The species must be currently designated under one of the threatened categories — vulnerable, endangered, critically endangered, or extinct in the wild — on the IUCN Red List.
“The Indianapolis Zoo searched for a big idea to make a real difference and support field conservationists to make a measurable change in the future of a species,” Michael W. Wells, trustee and chair of Indianapolis Zoo’s conservation committee, said in a statement. “Our ability to measure the outcome by using the International Union for Conservation of Nature’s Red List will allow us to objectively assess the results of our investment.”

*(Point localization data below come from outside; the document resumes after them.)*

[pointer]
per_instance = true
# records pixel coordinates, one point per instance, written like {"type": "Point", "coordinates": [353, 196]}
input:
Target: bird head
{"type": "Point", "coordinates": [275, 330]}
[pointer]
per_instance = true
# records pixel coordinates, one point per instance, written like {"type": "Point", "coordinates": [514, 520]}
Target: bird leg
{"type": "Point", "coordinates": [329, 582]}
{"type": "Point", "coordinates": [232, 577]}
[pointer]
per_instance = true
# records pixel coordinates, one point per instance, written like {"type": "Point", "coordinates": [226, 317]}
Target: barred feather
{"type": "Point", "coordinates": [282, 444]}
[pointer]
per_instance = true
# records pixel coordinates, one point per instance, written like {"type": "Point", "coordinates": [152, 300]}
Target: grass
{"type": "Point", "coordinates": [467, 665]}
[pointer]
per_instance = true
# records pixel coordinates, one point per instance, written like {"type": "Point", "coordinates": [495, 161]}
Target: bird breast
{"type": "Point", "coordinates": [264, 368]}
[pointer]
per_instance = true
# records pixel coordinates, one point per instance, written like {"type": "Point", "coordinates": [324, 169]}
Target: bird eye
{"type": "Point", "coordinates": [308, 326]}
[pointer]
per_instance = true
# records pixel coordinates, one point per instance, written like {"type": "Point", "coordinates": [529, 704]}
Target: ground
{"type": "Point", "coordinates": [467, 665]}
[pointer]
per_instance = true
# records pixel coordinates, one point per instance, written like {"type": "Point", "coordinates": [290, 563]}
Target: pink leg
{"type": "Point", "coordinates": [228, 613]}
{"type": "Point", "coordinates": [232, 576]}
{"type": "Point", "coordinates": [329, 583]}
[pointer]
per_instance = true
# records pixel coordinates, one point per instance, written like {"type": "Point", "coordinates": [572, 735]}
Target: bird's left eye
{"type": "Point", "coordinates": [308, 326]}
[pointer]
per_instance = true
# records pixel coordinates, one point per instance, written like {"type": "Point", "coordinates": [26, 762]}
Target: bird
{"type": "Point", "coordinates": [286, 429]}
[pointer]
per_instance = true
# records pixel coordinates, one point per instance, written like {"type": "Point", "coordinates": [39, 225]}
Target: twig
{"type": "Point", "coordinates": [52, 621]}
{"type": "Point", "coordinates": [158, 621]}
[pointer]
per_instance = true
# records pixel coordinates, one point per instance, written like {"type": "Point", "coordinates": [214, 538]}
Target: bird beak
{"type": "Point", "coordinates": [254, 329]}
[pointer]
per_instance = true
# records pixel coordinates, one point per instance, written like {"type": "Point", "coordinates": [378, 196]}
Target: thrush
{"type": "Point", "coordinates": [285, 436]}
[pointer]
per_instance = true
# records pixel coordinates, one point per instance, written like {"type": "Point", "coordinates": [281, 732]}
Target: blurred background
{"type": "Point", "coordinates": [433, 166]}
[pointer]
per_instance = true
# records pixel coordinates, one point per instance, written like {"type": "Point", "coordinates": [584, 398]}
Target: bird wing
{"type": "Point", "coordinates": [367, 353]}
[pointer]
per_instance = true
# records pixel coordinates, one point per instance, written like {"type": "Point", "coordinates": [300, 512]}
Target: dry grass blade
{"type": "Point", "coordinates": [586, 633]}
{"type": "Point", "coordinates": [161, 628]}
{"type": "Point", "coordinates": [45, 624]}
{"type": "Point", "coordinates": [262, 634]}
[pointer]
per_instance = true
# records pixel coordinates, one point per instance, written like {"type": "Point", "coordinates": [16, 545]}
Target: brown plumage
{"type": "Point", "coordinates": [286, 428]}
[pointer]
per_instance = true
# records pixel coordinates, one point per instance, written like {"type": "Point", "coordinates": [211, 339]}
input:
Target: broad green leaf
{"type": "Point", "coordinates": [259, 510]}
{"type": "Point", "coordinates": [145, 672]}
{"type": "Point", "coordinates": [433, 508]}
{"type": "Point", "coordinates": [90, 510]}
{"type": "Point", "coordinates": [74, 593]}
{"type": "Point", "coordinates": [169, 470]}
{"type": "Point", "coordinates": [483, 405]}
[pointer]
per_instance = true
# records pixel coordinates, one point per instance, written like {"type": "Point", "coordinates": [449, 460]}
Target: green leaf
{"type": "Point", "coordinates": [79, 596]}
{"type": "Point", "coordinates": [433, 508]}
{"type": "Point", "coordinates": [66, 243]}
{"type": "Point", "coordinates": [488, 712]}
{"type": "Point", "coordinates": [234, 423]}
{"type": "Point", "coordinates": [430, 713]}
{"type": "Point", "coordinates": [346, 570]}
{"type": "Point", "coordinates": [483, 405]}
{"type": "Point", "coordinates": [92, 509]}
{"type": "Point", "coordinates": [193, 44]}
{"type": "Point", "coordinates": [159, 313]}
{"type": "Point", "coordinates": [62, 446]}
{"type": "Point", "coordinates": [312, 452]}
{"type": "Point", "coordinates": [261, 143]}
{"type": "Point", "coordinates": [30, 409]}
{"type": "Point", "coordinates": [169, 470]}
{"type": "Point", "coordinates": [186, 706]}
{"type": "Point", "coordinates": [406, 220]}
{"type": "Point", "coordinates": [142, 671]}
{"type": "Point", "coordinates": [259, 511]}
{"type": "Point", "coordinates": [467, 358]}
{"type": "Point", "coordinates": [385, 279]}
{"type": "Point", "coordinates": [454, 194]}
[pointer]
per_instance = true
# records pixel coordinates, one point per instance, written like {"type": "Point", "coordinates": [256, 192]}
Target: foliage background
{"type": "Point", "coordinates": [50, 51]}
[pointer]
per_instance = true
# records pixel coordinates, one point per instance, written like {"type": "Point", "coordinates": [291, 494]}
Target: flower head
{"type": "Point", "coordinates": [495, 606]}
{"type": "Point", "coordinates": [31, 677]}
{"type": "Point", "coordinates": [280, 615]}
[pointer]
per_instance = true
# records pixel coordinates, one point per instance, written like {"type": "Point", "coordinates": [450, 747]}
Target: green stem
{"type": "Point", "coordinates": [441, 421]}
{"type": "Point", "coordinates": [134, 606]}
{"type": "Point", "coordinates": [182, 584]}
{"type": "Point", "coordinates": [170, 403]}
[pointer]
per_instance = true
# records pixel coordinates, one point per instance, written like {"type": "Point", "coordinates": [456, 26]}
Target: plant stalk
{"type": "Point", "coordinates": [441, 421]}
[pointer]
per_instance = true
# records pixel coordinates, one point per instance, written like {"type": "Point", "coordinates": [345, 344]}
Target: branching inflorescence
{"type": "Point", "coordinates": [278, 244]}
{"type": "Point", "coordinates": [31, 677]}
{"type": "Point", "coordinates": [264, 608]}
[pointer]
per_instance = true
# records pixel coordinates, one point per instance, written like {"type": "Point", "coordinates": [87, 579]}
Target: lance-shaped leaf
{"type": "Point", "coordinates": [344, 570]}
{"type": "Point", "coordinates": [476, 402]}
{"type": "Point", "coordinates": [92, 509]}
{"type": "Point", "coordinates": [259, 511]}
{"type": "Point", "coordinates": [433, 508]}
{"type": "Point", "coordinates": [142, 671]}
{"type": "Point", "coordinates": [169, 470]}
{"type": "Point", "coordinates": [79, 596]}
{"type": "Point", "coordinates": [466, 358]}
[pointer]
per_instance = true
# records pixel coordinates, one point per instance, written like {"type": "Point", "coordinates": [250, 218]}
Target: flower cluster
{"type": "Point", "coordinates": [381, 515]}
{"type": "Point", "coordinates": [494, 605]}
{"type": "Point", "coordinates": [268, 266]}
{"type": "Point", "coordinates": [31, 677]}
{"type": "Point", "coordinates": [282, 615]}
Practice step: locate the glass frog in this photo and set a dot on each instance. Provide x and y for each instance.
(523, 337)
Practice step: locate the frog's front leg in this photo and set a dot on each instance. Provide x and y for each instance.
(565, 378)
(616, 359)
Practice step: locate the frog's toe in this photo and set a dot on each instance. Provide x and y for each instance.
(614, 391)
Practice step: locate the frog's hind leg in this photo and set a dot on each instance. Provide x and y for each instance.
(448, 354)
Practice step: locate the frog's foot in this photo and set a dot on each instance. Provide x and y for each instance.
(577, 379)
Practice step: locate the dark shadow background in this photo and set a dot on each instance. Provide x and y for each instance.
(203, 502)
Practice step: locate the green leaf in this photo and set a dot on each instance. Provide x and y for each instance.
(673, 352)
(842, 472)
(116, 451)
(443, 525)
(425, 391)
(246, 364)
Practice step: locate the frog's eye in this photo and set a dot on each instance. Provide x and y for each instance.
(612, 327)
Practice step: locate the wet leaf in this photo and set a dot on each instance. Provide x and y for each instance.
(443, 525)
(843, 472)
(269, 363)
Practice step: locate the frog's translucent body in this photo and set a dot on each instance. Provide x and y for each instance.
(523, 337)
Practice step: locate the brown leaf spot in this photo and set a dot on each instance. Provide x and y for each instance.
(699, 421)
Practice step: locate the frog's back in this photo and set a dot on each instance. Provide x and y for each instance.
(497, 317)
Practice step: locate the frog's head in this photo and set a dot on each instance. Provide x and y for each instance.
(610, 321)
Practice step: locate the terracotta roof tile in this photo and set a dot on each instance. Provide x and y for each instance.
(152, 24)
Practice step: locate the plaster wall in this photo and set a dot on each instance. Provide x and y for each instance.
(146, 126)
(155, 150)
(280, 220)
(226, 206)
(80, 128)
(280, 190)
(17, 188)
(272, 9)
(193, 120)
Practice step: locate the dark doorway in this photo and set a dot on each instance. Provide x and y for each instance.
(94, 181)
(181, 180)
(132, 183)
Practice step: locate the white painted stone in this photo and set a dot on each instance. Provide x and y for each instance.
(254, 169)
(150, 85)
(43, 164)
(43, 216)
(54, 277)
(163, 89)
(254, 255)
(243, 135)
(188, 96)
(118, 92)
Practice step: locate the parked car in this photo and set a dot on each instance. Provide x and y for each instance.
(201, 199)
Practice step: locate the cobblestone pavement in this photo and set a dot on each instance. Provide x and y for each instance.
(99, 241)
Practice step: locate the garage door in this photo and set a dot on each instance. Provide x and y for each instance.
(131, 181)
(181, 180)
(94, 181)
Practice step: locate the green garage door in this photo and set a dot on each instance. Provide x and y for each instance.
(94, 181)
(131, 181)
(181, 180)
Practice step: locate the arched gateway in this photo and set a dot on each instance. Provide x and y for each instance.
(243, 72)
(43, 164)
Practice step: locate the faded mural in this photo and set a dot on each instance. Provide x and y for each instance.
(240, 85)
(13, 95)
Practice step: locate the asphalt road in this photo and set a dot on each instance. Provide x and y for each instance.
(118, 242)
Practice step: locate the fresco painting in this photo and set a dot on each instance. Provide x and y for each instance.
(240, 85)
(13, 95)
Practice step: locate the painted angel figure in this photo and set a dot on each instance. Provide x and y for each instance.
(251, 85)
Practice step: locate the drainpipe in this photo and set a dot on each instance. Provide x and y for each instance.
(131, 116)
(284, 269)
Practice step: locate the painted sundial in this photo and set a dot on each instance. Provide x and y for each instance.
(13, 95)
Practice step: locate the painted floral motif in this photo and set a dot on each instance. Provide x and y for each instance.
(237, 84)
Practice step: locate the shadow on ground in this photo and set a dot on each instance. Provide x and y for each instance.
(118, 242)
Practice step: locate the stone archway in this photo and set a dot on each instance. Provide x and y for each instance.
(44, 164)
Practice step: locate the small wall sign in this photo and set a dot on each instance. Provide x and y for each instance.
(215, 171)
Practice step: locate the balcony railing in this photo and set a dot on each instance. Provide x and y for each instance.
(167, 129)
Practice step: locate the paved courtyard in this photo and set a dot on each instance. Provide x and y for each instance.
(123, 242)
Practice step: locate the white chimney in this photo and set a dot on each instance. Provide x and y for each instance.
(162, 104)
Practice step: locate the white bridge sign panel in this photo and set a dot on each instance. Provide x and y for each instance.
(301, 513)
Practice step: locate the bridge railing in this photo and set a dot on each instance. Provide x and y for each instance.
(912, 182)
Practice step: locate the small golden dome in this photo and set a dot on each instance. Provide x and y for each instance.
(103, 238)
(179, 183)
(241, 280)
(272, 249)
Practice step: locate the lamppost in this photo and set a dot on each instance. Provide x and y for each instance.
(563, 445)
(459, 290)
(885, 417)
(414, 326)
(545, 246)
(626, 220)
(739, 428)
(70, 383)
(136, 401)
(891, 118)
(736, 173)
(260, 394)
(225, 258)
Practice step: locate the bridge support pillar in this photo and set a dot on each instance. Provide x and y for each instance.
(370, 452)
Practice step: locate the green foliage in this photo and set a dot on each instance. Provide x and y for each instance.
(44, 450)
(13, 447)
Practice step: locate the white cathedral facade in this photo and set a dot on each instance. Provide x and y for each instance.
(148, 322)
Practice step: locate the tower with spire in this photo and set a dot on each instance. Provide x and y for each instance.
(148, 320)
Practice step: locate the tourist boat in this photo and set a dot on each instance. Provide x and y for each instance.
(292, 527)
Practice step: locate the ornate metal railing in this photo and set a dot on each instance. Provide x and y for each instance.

A jury of animal conservation experts from around the world will decide on the winner, which will then have five years to get the program rolling and demonstrate some progress. A winner will be announced in February 2024.
The first stage of the application is due June 4, 2023. Complete information can be found at IndianapolisZoo.com under the Conservation tab.
“I am excited to see the Indianapolis Zoo continue to set the bar high on how Zoos, Aquariums and Botanical Gardens can advance conservation action and catalyze real and positive change for species,” Jon Paul Rodriguez, chair of the IUCN Species Survival Commission, said in a statement.
Scientists agree that we’re experiencing a mass extinction event. Previous major extinctions, like the one that wiped out the dinosaurs, were caused by catastrophes such as asteroid impact, volcanic eruptions, and depletion of oxygen.
The extinction crisis we face now is caused by humans, driven by habitat destruction, pollution, poaching, illegal trade, overharvesting, the introduction of non-native and domesticated species into the wild, pathogens, and climate disruption.
Since 1900, at least 543 species of vertebrates have gone extinct. And those are just the ones we know of.
“The idea that there’s a species that we can no longer see living and breathing and behaving … is heart-wrenching,” Brian Zimmerman, director of conservation and science for the Bristol Zoological Society, told Mongabay.
The loss of any species “can have a ripple effect on entire ecosystems,” Carolyn Hogg, senior research manager at the University of Sydney’s Australasian Wildlife Genomics Group, said in a statement, “and if we don’t take urgent action, the consequences could be catastrophic.”
Many have taken action. Conservation efforts have brought several species back from the brink of extinction, including the American bison (Bison bison), red wolf (Canis rufus), Española giant tortoise (Chelonoidis hoodensis), Przewalski’s horse (Equus ferus przewalskii), California condor (Gymnogyps californianus), the ko’ko’ bird (Hypotaenidia owstoni), black-footed ferret (Mustela nigripes), tequila splitfin fish (Zoogoneticus tequila), and others.
“We know that reversing the decline of a species takes time,” said Rob Shumaker, president and CEO of Indianapolis Zoo. “If we trust the science and stay focused, we will save species.”